Well, every time I start to get a little optimistic, something comes and takes it away. Buuuuuut, I do have a good chance of something good coming out of my current situation!
Right now, I MIGHT be a new shift manager, ORRRR I might have a new job altogether. Who knows?? But I am going to go for it. Either one will do me just fine right now. Being a shift manager at Noodles may be a lot of responsibility and a lot of yucky work, but it will look great on my resume. Even if I can only stand it for a few months! But I'll try to hold onto my position for as long as possible. Especially considering the state of the economy right now. x_x;
So I have a couple of chances to make some decent money and reach my short term goal. Right now, all I want is a low-key job that pays well enough to cover my rent, food, bills, and help pay back all the people who have helped me in my time of unemployment. After that comes conventions and costumes. I'm just thankful that I haven't lost my enthusiasm for this hobby. I think with someone with my personality, who uses escapism to cope with the real world, it suits me very well. I think that's why I can't really get tired of it. So long as they keep creating amazing games/anime/movies/etc, I'll never tire of trying to portray my favorite characters, all of whom are very dear to me.

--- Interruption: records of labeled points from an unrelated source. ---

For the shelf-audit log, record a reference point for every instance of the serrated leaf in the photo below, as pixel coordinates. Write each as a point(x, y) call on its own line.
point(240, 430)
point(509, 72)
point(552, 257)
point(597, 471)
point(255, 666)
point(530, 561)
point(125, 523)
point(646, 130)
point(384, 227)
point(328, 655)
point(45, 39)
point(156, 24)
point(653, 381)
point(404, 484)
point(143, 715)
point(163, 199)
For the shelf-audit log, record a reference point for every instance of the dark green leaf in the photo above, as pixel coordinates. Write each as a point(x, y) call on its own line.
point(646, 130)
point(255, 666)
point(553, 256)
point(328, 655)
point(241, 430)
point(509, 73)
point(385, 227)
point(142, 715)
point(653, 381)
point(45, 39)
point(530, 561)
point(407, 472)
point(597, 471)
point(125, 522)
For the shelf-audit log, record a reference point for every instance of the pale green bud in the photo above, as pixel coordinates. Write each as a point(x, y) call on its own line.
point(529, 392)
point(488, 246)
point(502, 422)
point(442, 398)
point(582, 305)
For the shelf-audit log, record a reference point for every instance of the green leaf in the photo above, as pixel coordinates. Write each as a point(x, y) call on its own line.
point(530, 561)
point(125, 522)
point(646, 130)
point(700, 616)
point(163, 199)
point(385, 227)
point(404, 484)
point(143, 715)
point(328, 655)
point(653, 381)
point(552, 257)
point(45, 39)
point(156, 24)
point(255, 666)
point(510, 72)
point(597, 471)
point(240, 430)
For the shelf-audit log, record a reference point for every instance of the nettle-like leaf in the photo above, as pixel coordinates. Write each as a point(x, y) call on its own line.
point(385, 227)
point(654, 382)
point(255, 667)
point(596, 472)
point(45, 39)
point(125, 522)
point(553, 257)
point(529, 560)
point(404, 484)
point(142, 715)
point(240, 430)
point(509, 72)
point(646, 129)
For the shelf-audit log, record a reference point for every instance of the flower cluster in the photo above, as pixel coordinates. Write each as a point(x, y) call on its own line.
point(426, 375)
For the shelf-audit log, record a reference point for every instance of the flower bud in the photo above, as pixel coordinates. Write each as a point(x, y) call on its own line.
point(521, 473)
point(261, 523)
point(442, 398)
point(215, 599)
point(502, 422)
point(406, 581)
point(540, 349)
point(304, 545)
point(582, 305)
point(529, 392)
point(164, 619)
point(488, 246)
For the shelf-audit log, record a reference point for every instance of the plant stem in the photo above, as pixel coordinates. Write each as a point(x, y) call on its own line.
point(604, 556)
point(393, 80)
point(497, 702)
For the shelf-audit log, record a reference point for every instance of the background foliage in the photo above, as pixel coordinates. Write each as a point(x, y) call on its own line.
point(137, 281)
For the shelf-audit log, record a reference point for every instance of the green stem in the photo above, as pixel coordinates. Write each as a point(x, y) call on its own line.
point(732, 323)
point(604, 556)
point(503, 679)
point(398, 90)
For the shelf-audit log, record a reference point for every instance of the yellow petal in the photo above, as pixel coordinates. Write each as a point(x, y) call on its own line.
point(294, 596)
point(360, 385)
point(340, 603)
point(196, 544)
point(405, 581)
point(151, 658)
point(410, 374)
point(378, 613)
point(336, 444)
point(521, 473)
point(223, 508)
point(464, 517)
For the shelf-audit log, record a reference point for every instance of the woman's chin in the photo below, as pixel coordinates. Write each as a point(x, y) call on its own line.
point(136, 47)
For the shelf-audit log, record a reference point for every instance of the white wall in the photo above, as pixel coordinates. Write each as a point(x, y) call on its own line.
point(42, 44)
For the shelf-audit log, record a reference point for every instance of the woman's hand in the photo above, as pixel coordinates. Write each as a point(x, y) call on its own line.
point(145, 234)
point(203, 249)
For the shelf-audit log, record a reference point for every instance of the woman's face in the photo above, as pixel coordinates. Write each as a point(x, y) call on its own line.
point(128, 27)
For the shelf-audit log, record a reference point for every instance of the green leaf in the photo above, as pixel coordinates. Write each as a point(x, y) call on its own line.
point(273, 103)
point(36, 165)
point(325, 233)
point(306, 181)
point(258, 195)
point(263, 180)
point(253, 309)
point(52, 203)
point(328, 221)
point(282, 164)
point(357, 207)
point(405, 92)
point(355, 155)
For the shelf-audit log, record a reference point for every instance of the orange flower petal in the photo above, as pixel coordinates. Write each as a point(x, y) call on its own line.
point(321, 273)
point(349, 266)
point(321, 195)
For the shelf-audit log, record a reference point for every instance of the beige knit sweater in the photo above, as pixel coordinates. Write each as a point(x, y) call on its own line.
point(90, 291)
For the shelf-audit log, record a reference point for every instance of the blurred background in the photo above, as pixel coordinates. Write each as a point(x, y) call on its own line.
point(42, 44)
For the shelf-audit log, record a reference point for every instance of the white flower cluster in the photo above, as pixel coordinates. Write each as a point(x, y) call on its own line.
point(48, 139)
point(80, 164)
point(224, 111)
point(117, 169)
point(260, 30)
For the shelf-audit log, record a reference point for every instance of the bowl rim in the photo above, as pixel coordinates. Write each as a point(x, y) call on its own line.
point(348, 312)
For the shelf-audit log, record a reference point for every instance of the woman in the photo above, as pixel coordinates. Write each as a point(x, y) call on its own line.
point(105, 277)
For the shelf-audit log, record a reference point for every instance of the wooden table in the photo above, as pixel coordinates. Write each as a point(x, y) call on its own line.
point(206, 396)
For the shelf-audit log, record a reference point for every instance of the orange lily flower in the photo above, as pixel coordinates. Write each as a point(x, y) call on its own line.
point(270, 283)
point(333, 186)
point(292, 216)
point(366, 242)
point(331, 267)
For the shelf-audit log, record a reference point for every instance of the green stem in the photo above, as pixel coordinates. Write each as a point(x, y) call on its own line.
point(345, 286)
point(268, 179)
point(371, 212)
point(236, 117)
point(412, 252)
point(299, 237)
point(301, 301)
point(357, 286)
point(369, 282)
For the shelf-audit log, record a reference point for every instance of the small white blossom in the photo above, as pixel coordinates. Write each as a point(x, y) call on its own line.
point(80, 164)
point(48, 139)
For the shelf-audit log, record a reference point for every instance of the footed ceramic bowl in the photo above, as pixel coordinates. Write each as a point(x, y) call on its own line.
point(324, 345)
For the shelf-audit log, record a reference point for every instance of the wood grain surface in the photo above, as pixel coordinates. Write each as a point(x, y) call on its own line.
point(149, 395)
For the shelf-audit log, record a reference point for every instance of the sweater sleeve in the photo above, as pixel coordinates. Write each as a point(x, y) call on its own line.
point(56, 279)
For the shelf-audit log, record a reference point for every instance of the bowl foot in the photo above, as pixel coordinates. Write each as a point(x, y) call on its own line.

I'm also going to get therapy. My world has been turned upside down in a very short period of time, and it's high time that I bring in the professionals. Lately, I've become extremely depressed to the point where I felt like I would never be happy again. It comes in waves and it only strikes when my anxiety is at its peak. I admit, I will take the depression over the anxieties I used to have, because the anxieties would last for months at a time, and the depression only just comes and goes. Either one is not good, though, and I need to find a way to let it no longer interfere with my life. The rest of my family has been getting therapy and it seems to be doing good things for them, so it's high time that I get it, too.
But lately what's been helping me deal with my emotions is Shingeki no Kyojin, or Attack on Titan. Even though this is a very depressing anime at times, it actually helps me deal with my feelings. And it's oh my god it's SO GOOD. I am obviously cosplaying from it!!! I would love to join the parade of cosplayers that I KNOW will be at Otakon this year, but I am just not willing to wear all those layers in August heat! I would be more willing to endure the heat if I had the 3D Maneuvering gear, but I would definitely not be able to make the gear in time. I'm going to work on it this month anyway, and I am going to work on it with a friend after Otakon so we can cosplay together at Anime USA!!! I just wish AUSA was not so early this year! But even with just a month, if we work together, we should be able to finish our gear in time. I'm very excited!